Baca juga: Nasib Pariwisata Banyuwangi di Tengah Pandemi
Malam itu, selain menghibur tamu hotel, penampilan anak asuh Cak Anto dari sanggar Cinde Sutro itu juga disiarkan langsung melalui sejumlah media sosial Banyuwangi Tourism milik Dinas Kebudayaan dan Pariwisata Banyuwangi.
Setidaknya sudah tiga kali Dinas Kebudayaan dan Pariwisata Banyuwangi menggelar pertunjukan kesenian daring melalui siaran langsung di media sosial. Selain menyiarkan pertunjukan secara daring, salah satu penyesuaian yang juga dilakukan adalah meminta penari dan penabuh gamelan untuk tetap mengenakan masker atau pelindung wajah (face shield).

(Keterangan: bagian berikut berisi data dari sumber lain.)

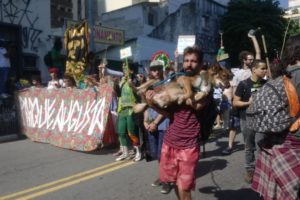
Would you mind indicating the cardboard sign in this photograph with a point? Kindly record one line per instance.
(185, 41)
(68, 118)
(125, 53)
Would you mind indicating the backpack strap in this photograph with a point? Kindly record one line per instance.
(291, 93)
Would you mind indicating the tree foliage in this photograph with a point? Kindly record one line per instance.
(244, 15)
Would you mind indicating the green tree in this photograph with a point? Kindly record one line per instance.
(244, 15)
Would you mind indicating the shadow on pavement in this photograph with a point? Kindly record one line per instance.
(205, 167)
(243, 193)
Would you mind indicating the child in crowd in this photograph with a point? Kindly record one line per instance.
(156, 125)
(242, 99)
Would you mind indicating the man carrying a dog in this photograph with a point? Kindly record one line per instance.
(180, 150)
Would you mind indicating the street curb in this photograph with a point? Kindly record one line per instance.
(7, 138)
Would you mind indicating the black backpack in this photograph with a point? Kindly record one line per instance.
(269, 112)
(48, 59)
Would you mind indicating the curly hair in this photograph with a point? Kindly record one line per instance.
(243, 55)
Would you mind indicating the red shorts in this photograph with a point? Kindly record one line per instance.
(179, 166)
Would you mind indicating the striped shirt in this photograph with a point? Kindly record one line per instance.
(184, 129)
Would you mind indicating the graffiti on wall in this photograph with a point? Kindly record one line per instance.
(14, 12)
(68, 118)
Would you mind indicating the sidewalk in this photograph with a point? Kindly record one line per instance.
(221, 177)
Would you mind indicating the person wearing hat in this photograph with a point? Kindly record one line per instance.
(54, 82)
(126, 127)
(156, 125)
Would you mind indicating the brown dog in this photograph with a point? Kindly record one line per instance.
(179, 91)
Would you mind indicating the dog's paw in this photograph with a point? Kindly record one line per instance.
(199, 96)
(140, 107)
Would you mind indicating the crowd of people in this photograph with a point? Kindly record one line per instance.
(172, 135)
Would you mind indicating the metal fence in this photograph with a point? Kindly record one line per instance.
(8, 117)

Anto mengatakan, di tengah tiadanya permintaan untuk tampil, pihaknya justru harus mengeluarkan biaya untuk membeli face shield bagi penari dan masker bagi penabuh gamelan. Hal itu merupakan salah satu adaptasi baru kesenian tari tradisional.
”Semula, kami minta penari mengenakan masker dan face shield. Namun, mereka mengeluh pengap kalau harus menari menggunakan masker. Akhirnya mereka kami izinkan hanya menggunakan face shield,” kata Anto.
Hal itu diambil karena selama beraksi, penari tidak bercakap-cakap. Lagi pula, apabila dipaksakan menggunakan masker, Anto khawatir penari justru tidak fokus pada gerakan tari karena kesulitan bernapas.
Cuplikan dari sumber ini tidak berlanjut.